Bond market rally in question as traders await key US data releases


At some point last week, it looked like the bond market rally was about to get going again. And then we got a turn on Thursday and Friday, and suddenly traders aren’t sure anymore that the rally would be a sustainable one. So, what’s the verdict right now as we get into the new week?

Things are looking more tentative as we await key US data releases in the coming days. The big one is the consumer price inflation report tomorrow but barring any surprises, there shouldn’t be much change to the Fed outlook right now.

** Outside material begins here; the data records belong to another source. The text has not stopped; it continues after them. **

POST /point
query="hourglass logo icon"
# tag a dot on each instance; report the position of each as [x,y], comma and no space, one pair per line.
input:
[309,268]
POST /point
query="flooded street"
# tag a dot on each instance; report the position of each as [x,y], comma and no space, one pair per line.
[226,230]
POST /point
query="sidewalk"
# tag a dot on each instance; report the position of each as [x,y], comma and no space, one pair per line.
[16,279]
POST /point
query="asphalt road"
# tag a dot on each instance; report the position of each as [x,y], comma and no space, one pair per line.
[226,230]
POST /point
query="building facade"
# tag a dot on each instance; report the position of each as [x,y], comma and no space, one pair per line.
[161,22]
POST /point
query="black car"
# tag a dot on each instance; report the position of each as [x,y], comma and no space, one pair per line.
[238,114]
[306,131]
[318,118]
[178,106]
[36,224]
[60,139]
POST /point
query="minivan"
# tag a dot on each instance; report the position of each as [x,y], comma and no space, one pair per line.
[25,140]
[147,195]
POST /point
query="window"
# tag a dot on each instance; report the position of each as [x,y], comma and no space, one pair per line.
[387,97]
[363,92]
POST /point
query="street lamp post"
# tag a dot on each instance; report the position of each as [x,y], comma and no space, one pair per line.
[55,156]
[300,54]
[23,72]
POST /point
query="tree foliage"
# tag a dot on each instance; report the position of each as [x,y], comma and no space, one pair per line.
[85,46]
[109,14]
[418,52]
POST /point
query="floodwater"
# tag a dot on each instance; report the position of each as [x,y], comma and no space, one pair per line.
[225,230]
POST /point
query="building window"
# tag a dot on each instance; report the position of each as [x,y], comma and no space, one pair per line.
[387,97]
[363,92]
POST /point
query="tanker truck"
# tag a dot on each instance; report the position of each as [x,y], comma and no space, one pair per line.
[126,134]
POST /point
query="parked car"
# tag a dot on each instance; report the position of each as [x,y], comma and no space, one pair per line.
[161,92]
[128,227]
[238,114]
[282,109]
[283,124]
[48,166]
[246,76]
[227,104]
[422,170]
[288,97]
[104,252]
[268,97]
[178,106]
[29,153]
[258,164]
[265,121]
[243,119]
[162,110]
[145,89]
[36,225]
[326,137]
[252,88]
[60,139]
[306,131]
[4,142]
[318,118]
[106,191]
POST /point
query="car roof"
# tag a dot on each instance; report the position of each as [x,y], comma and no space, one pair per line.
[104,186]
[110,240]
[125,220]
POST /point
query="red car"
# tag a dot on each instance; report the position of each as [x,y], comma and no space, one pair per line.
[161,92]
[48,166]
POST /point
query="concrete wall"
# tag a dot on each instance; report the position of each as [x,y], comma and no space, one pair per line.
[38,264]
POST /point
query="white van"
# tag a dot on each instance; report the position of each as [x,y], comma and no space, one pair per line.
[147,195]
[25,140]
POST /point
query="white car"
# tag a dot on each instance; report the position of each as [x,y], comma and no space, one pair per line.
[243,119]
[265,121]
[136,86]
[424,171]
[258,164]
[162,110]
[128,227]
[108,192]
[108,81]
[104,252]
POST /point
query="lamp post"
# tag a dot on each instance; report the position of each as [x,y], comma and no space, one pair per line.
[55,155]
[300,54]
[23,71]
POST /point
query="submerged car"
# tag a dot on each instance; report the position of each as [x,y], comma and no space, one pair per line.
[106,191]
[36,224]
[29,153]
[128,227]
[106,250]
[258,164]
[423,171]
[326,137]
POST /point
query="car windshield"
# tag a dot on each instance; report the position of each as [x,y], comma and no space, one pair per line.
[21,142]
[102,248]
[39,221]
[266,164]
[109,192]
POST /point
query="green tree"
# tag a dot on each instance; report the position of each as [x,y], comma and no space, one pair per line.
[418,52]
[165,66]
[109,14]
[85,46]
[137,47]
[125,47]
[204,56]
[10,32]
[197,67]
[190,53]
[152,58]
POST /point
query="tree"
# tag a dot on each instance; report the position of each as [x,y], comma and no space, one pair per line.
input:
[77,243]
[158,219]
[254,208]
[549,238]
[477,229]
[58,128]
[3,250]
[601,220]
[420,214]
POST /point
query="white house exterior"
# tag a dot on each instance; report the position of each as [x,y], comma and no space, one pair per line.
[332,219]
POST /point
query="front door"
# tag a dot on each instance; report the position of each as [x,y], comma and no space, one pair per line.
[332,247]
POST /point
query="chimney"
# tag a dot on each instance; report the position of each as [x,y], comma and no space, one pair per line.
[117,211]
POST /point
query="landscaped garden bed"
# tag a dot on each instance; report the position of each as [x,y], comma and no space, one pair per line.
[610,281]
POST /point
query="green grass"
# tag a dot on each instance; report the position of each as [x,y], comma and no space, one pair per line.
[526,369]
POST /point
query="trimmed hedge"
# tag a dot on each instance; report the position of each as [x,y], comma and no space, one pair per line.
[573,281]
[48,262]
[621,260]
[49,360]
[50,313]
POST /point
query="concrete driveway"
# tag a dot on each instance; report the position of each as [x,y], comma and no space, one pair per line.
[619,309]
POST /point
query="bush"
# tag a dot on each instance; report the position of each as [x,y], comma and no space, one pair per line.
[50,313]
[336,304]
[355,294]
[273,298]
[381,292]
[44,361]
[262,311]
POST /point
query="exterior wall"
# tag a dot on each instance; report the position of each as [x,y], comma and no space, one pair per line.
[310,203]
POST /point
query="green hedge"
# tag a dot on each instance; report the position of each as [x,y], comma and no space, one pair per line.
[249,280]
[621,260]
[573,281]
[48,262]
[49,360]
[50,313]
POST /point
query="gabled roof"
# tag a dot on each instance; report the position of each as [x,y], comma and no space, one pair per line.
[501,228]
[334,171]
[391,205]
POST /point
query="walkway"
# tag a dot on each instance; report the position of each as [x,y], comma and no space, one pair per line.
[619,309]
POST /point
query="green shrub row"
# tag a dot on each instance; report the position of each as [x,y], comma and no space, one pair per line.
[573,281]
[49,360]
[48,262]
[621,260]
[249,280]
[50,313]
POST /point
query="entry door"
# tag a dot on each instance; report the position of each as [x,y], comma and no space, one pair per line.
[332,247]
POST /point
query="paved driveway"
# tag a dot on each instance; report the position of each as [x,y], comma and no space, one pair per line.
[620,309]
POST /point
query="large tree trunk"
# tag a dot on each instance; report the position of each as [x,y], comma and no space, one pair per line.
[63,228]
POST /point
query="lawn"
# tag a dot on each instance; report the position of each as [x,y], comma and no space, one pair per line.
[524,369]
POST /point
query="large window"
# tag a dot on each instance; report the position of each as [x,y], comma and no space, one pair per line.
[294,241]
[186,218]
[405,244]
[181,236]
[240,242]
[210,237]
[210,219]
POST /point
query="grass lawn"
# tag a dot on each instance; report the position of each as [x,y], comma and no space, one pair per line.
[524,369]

Markets are anticipating the first rate cut at around June to July and that is actually not too much different from two months ago. In fact, the implied rate shown on the curve right now is higher than it was back then:

As much as it looks like traders are kicking back after months of angst amid the rout and selling, the fundamental picture hasn’t really changed. The Fed is still on course to keep interest rates higher for longer and there is still the risk of them doing more if inflationary pressures are not receding as much as they’d like heading into next year.

However, the key factor driving yields higher is arguably the flood of supply of Treasuries. And even though the quarterly refunding announcement was not as bad as feared, the trend is still set to continue. There will be more bonds coming into the market and that will make for more waves of supply in the months ahead. The Fed and US Treasury are not going to change that.

Taking that into consideration, there will always be a counter-force to keep the selling pressure in Treasuries and prop up yields.

Right now, it looks like we might be caught in a bind between 4.50% and 5.00% for 10-year yields as seen in the chart above. But the longer it takes for this latest rally to stamp their mark and break any significant levels, it seems that there will be an increasing likelihood that we get to revisit 5% yields again at some point in the weeks ahead.

I mean, 2-year yields itself are still hanging in there at 5.05% today. If anything, that shows the latest rally in bonds hasn’t really accomplished anything too notable just yet.